What a Future Can Bring

By Bryan Rafie, Fall 2015 Student Intern

The future is to some extent unpredictable. Unpredictability brings risk. Businesses do not like risk. In an effort to manage their risk, businesses establish future contracts. Futures contracts are standardized forward contracts. Forward contracts are agreements to buy or sell a good (Commodity or Financial Instrument) at a specific price at some point in the future. Businesses commonly use forward contracts to minimize the risk of the prices on items vital to their business going up or down.

An example of this would be an oil company and an airline. An airline needs gas to fuel their airplanes. Without gas, the airplanes do not fly, and the airline does not make money. Therefore, when an airline sets the price of a ticket they take into account the price of oil. Oil companies drill for oil. After spending a lot of money finding and extracting the oil from the ground, the oil company then has to sell the oil. Therefore, before an oil company will decide to drill for oil in a certain site, it takes into account the price of oil. The two companies have an interest in the price of oil remaining constant over a period of time. If the price of oil goes up, the airline will not make as much money per ticket. If the price of oil goes down, the oil company will not be able to recoup as much of the money they invested when drilling for oil. In order to avoid this problem, both companies will agree to a forward contract. This helps assure businesses that the plans they make based on the price of oil today are not undermined by fluctuations in its price.

Say the price of oil goes up 200%. The oil company decides not to sell to the airline because it can sell the oil to someone else and make a lot more money. The airline’s options are limited. It has to buy oil to operate, so it now has to pay the increased price of oil, and sue the oil company to recover damages. The problem with lawsuit is they take time and cost money. This risk if called counterparty risk. To reduce this risk, companies use future contracts.

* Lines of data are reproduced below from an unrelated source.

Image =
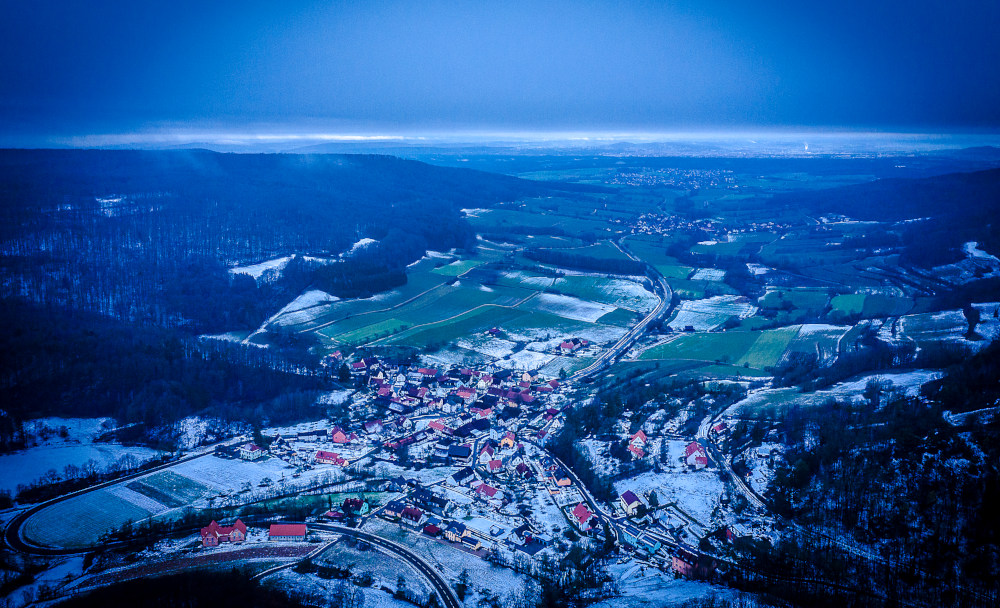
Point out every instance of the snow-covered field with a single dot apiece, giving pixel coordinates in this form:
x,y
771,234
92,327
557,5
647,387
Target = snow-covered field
x,y
484,578
194,431
951,325
258,270
359,246
708,274
757,269
627,294
304,308
645,587
907,383
596,333
487,345
697,493
710,313
55,453
569,307
529,281
525,359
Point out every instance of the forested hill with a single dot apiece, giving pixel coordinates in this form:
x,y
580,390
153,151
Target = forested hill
x,y
958,207
148,235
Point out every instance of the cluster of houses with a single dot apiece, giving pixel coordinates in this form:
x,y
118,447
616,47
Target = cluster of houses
x,y
404,390
425,512
215,534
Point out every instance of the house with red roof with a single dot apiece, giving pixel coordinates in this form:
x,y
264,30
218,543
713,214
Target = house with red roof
x,y
486,491
466,394
412,515
508,440
440,427
213,533
287,532
583,516
486,454
251,451
630,502
695,455
339,435
324,457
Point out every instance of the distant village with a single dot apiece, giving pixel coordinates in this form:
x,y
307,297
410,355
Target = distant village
x,y
490,425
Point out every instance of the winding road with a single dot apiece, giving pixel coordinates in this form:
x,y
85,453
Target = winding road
x,y
662,309
440,585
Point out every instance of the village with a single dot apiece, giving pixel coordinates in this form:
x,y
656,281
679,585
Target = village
x,y
500,494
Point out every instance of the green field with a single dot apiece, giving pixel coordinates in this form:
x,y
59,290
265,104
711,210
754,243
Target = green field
x,y
756,349
725,347
769,347
849,304
457,268
79,522
619,316
494,221
812,300
655,254
437,305
168,488
823,342
871,306
877,306
602,251
437,334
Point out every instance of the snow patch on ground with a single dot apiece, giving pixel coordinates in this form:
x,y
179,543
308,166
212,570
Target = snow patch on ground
x,y
708,274
645,587
710,313
972,250
569,307
27,466
487,345
359,246
304,308
526,360
258,270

Futures contacts are standardized forward contracts that are overseen by a party called a clearinghouse. The clearinghouse acts as an intermediary. Each party establishes an account with the clearinghouse. The clearinghouse then requires the parties to deposit a specific amount of money into the account to initiate the contract. This deposit is called the initial margin. After the futures contract is established, the clearinghouse requires both parties to maintain a certain balance in the account. This balance is called the maintenance margin. The clearinghouse then determines the value of the contract daily. As the value changes, the clearinghouse transfers funds from one parties account to the other. The clearinghouse then guarantees the performance of futures contract, essentially eliminating the counterparty risk.

The dangers futures contracts present are what also make them so effective. The standardized nature of a futures transaction allow many investors access to these contracts. The margins required by the clearinghouse are normally only a fraction of the actual value of the contract. In some cases these margins can be as low as 5-10%. This means that an investor can promise to deliver $500,000 worth of oil for only $25,000 up front. The problem here is that an investor can make big bets on the price of a commodity relatively cheaply. This ability therefore increases the risk relating to relatively small price fluctuations. If an investor makes a bet that goes bad, the clearinghouse is able to manage and minimize the risk to the other party of the transaction. Unfortunately this does not reduce the risk to parties who may have given money to the investor who lost money on the investment.

Ultimately, futures contracts help business mitigate real risk associated with their businesses. It also allows investors to take big risks in exchange for potential big returns. Therefore, individuals considering investment in this area should be careful to understand the details and risk involved.